And there was something in Margaret, this passionate girl with her turbulent, troubled past, that appealed to the favored child of chastity and gave her a broader, more sympathetic outlook; gave her that peculiar knowledge the lack of which Mrs. Mayhew had once deplored. The two girls were of about the same age; they had grown to womanhood in the same town, but circumstances had forced their paths far apart. Now the threads of their lives, so different in form and color, were weaving together the pattern of a unique friendship.

Together these two visited a poor home one day, where death had entered. A little child lay dead, and they performed the last services for the little sleeper and prepared her for her rest. Together they stood by the poor little grave and heard the minister's words and saw the earth heaped above the little form. Mrs. Thorpe remained in the home, where another child lay ill. When they returned from the grave they found Dr. Eldrige Jr. ministering to the sick child. Mrs. Thorpe saw the doctor's face grow cold and grave as he greeted Geraldine, and she noted the reserve that the girl drew about herself. Yet, after the greeting was over she saw in the man's eyes a look such as a thirsty traveler might direct toward a stream of water which was beyond his reach. And on Geraldine's face there was a shadow which she had noticed there before, the shadow of a long endurance.

Some days later Mrs. Thorpe met the doctor again. He had finished his round of calls and was on his homeward way when he overtook her near her gate.

"Come in with me and rest a bit before the long climb up the hill," she said.

"Always a long, hard climb to the top of the hill," he replied. And Mrs. Thorpe, seeing that he hesitated to accept her invitation, said:

"Margaret and Geraldine have gone across the Flat to see a sick child; they will not be back for some time, I think."

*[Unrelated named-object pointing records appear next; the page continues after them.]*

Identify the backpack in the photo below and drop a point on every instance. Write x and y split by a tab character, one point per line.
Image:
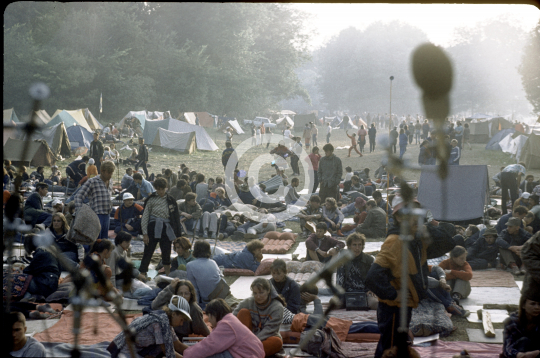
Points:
324	344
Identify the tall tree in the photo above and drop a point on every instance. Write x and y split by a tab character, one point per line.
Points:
530	69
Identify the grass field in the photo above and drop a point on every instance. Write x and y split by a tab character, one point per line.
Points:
209	163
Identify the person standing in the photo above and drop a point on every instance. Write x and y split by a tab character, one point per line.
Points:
328	132
455	153
99	191
393	139
96	151
142	157
403	139
314	134
372	133
160	224
329	173
510	179
353	143
307	136
315	157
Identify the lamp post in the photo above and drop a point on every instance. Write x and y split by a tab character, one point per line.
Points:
389	150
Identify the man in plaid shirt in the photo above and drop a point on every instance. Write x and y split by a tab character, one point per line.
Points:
98	190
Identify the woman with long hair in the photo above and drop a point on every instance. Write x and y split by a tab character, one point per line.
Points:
229	337
59	228
154	332
262	314
185	289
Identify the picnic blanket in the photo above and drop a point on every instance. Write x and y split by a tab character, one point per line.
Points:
493	278
95	328
98	350
441	349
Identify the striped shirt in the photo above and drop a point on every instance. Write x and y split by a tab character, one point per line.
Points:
155	206
98	193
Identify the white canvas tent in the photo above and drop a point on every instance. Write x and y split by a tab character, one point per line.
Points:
512	145
236	126
203	140
181	142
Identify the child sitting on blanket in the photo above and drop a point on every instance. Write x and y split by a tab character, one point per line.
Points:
458	273
182	246
123	242
285	286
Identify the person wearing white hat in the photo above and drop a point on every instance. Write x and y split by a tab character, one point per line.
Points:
154	332
128	216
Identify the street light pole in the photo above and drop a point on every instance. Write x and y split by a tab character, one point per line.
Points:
389	150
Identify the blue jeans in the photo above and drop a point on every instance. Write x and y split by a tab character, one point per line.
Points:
104	220
349	209
402	150
335	220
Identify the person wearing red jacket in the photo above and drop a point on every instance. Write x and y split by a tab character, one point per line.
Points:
458	272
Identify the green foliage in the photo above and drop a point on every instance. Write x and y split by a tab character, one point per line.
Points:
236	59
530	69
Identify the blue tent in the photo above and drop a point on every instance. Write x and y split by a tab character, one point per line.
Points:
493	143
151	128
79	137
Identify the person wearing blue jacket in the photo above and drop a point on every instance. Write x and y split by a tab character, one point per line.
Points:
403	140
286	286
249	258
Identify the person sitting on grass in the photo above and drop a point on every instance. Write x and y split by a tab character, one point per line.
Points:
262	314
351	276
190	212
249	258
510	241
321	247
285	286
458	273
185	289
182	246
122	242
311	215
154	332
483	253
22	346
333	216
229	337
521	335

Then, without further words, he opened the gate for her and accompanied her to the house. She gave him a chair by the fire and stirred up the coals in the grate, then she removed her wraps and seated herself by the fire. There was no uncertainty in her mind as to why she had asked him to come in; she knew exactly what it was she wished to say to him; but she felt that kind Providence must aid her in finding a way to say it. Since that night, when in the tragic silence a bond of sympathy had sprung up between them, she had learned a fact which she was desirous of communicating to him.

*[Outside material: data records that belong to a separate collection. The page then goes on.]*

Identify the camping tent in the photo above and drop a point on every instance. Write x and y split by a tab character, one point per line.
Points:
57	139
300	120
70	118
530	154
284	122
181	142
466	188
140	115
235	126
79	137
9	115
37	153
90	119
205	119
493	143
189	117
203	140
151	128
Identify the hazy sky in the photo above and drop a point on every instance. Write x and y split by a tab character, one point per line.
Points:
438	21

She had a personal liking for this man, and a great admiration for the manner in which he was devoting his time and skill to the relief of the unfortunate. Then, too, she had not forgotten that he had been her friend in the days of her sorest perplexity; and she knew as well as did he that his judgment and prompt action had once saved her reason. And then, when all her skies were black, at that time in her affairs when she knew not whether in all this world she had more than one thing left her, when of all she had believed she had, she was sure of just this one thing--the love of God--at this time she knew that Dr. Eldrige had by his actions, rather than by words or arguments, defended her against the malevolence of his father, and with his quiet scorn had removed the venom from the wild, improbable reports that the older man had circulated, and had maintained before her friends and acquaintances that these unreasonable tales were a disgrace, not to the one lone woman, but to the community which countenanced and repeated them.

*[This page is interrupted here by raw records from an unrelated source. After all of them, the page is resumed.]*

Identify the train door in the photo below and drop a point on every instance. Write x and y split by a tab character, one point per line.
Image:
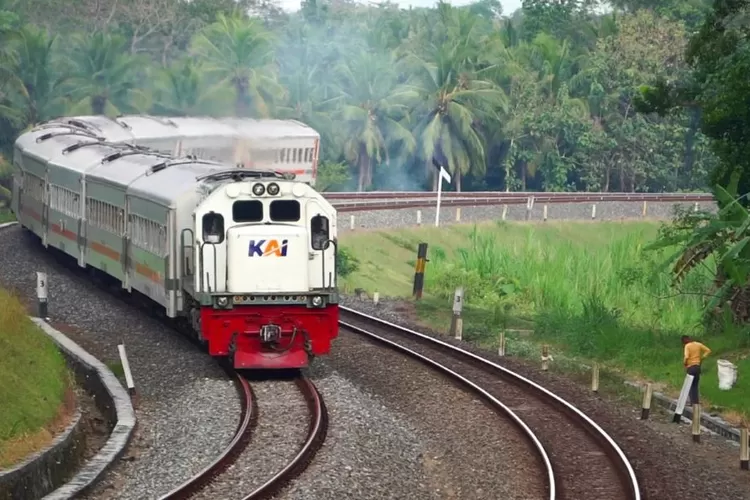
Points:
45	207
322	272
16	204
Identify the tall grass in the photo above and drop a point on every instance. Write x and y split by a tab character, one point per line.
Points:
594	290
33	378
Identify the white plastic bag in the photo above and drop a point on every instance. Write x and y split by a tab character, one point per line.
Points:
727	374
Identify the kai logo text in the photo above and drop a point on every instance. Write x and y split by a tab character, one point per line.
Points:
268	248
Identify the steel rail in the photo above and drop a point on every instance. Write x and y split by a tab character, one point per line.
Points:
228	455
380	195
625	468
316	434
400	204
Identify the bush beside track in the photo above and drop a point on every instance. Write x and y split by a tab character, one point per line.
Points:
35	385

When her friends came back to her and life began to flow again on the old level, a word dropped by one or another, a statement or a half confession from friend or casual acquaintance, revealed to Mrs. Thorpe the sincerity of this man's quiet, unostentatious friendship. Now the knowledge came to her that his life had been robbed of its happiness and all its sweetest harmonies had given place to discord. And she longed to tell him that which she knew to be a fact, that it was his own unskilled touch that was producing the discords.

"You are finding plenty of work here this winter, Mrs. Thorpe," he said. "The good you are doing is inestimable."